Le monde change. Malthus craignait la surpopulation alors que la planète ne comptait que 1,6 milliards d'habitants. Ce chiffre est à peu près celui de la population chinoise aujourd'hui et quoi qu'en disent certains intégristes, le monde ne s'en porte pas plus mal. A notre petite échelle, pourquoi devrions-nous redouter le cap des huit, neuf ou dix millions d'habitants en Suisse?

Posons la question différemment: où en serait la Suisse aujourd'hui si nos grands-parents avaient décidé que le seuil des 4 millions d'habitants atteints en 1930 était le plafond à ne pas dépasser? Difficile à imaginer, mais tentons l'exercice tout de même: nous aurions sans doute dû construire des murs sur la frontière. Nos entreprises n'auraient eu d'autres choix que de déménager à l'étranger, là où elles peuvent embaucher. Il est peu probable nous abriterions aujourd'hui des champions de la pharma comme Roche ou Novartis, ou de l'alimentaire, comme Nestlé… La plupart des jeunes bien formés auraient quitté le pays. Il n'y aurait plus assez d'actifs pour cotiser à l'AVS et nous serions obligés de travailler jusqu'à 80 ans. En un mot, la Suisse se serait à coup sûr appauvrie.

Notre politique d'ouverture a permis tout le contraire. Si la Suisse attire autant d'immigrants aujourd'hui, c'est parce que notre économie s'est hissée – heureusement, et la tâche n'a pas été aisée – parmi les plus dynamiques du monde occidental. Alors que la crise de l'euro se poursuit depuis trois ans, le chômage ne dépasse pas les 2,7% (juillet) dans notre pays alors qu'un actif sur dix n'a pas de travail dans la zone euro (et même un sur quatre en Espagne). Pour les jeunes, l'offre de places d'apprentissage excède la demande. Que voulons-nous de plus?

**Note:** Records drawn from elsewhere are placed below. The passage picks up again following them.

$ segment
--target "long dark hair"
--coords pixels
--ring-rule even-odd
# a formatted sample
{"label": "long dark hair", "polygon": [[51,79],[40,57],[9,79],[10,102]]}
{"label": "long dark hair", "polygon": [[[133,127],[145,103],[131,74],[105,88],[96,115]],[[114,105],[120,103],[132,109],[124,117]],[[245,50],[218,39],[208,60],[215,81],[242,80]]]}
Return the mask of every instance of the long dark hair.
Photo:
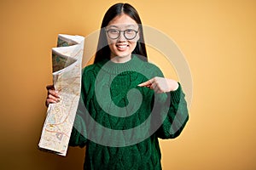
{"label": "long dark hair", "polygon": [[131,19],[133,19],[139,26],[140,40],[137,42],[136,48],[133,50],[132,54],[143,56],[143,60],[148,60],[142,21],[137,11],[128,3],[116,3],[110,7],[104,15],[101,26],[102,29],[98,41],[97,52],[95,56],[94,63],[100,62],[105,59],[110,60],[111,51],[108,44],[107,34],[104,28],[108,25],[110,20],[121,14],[127,14]]}

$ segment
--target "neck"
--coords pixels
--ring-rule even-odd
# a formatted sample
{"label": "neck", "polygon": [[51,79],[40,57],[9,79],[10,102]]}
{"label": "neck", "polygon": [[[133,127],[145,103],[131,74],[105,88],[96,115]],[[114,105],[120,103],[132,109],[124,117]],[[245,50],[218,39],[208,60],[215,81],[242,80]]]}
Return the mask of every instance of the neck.
{"label": "neck", "polygon": [[126,56],[113,56],[111,54],[110,60],[113,63],[126,63],[127,61],[131,60],[131,54]]}

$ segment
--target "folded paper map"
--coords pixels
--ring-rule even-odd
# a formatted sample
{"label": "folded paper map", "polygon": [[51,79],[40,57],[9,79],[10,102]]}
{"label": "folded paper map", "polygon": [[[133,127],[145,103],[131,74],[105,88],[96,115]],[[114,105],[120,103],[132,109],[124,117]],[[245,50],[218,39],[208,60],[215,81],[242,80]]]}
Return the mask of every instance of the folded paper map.
{"label": "folded paper map", "polygon": [[84,37],[59,34],[52,48],[53,84],[61,101],[49,104],[39,149],[66,156],[81,89]]}

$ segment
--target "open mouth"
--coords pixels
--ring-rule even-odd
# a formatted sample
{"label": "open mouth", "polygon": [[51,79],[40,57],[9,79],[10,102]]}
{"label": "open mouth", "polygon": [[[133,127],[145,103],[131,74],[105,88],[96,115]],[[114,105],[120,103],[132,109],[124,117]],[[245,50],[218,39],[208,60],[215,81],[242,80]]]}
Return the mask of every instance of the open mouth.
{"label": "open mouth", "polygon": [[127,47],[129,47],[128,44],[117,44],[115,45],[117,47],[117,48],[119,49],[126,49]]}

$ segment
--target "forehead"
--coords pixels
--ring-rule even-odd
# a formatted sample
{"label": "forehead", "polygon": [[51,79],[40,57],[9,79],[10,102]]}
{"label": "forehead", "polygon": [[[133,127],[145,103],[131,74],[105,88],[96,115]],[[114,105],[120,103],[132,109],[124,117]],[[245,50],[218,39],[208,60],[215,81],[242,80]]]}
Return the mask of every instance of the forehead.
{"label": "forehead", "polygon": [[137,27],[137,22],[127,14],[122,14],[117,15],[110,22],[108,26],[113,26],[117,28],[126,28],[126,27]]}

Côté immigration, la grande majorité des étrangers qui s'installent en Suisse ont un niveau de formation élevé. Bien loin de coûter à nos finances publiques, ils sont des contributeurs nets tant sur le plan fiscal que sur celui des assurances sociales.

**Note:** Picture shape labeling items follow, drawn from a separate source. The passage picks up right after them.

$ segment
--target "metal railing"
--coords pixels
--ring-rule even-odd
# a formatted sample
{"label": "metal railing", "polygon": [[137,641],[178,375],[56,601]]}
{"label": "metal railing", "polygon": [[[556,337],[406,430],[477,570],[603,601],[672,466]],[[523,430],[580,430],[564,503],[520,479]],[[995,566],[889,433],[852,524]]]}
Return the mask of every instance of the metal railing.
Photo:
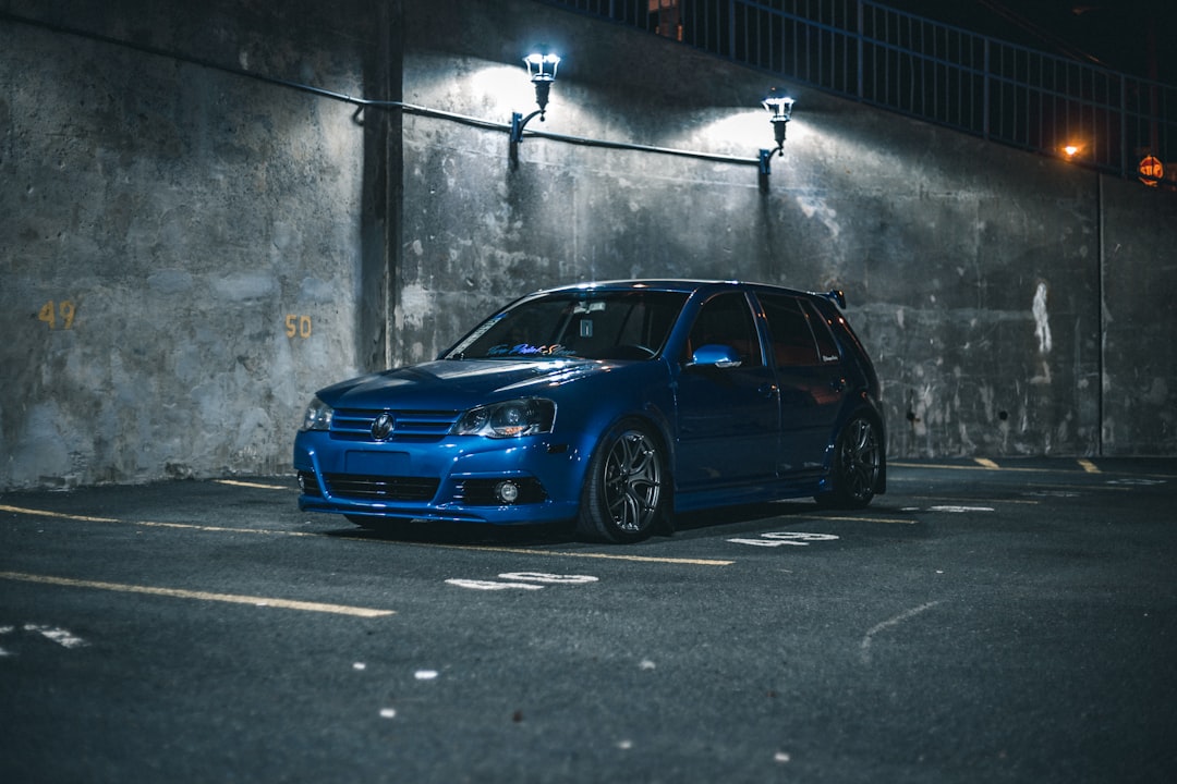
{"label": "metal railing", "polygon": [[1177,168],[1177,88],[870,0],[541,1],[1122,177],[1150,156]]}

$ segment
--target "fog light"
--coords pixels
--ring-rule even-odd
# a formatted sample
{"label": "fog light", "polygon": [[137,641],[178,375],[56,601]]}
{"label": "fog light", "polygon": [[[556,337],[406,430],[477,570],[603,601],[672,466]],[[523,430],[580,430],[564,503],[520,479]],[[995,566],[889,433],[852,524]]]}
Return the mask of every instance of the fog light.
{"label": "fog light", "polygon": [[494,495],[503,503],[514,503],[519,500],[519,485],[514,482],[499,482],[494,485]]}

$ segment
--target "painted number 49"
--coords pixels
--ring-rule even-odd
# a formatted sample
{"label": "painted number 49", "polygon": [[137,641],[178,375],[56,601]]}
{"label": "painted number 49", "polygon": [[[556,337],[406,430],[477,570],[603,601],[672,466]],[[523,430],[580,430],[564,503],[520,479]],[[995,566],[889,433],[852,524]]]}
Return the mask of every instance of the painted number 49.
{"label": "painted number 49", "polygon": [[800,531],[779,531],[774,534],[760,534],[757,540],[727,540],[736,544],[752,544],[760,548],[779,547],[809,547],[810,542],[832,542],[838,538],[833,534],[803,534]]}

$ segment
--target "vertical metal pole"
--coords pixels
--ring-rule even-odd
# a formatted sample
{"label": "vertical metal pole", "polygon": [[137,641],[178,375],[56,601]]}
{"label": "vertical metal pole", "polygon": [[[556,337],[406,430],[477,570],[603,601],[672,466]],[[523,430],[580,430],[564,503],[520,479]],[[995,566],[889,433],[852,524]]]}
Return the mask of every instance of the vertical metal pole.
{"label": "vertical metal pole", "polygon": [[1096,170],[1096,256],[1099,263],[1099,276],[1097,282],[1099,296],[1099,383],[1096,391],[1097,421],[1099,434],[1096,440],[1096,451],[1103,457],[1104,440],[1104,353],[1108,342],[1108,314],[1104,311],[1104,276],[1106,274],[1106,254],[1104,253],[1104,216],[1103,216],[1103,173]]}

Cela ne va bien sûr pas sans défis. Personne ne les nie. Cette forte croissance nous oblige en particulier à développer nos réseaux routiers et ferroviaires, à intensifier la construction de logements. La croissance doit être accompagnée, mais cette mission est parfaitement réalisable avec une économie saine. Et le cap des 8 millions d'habitants est justement le signe de notre vitalité. Vouloir stopper artificiellement cette évolution serait aussi absurde que de tailler des arbres fruitiers au printemps. Il n'y aurait que des dégâts!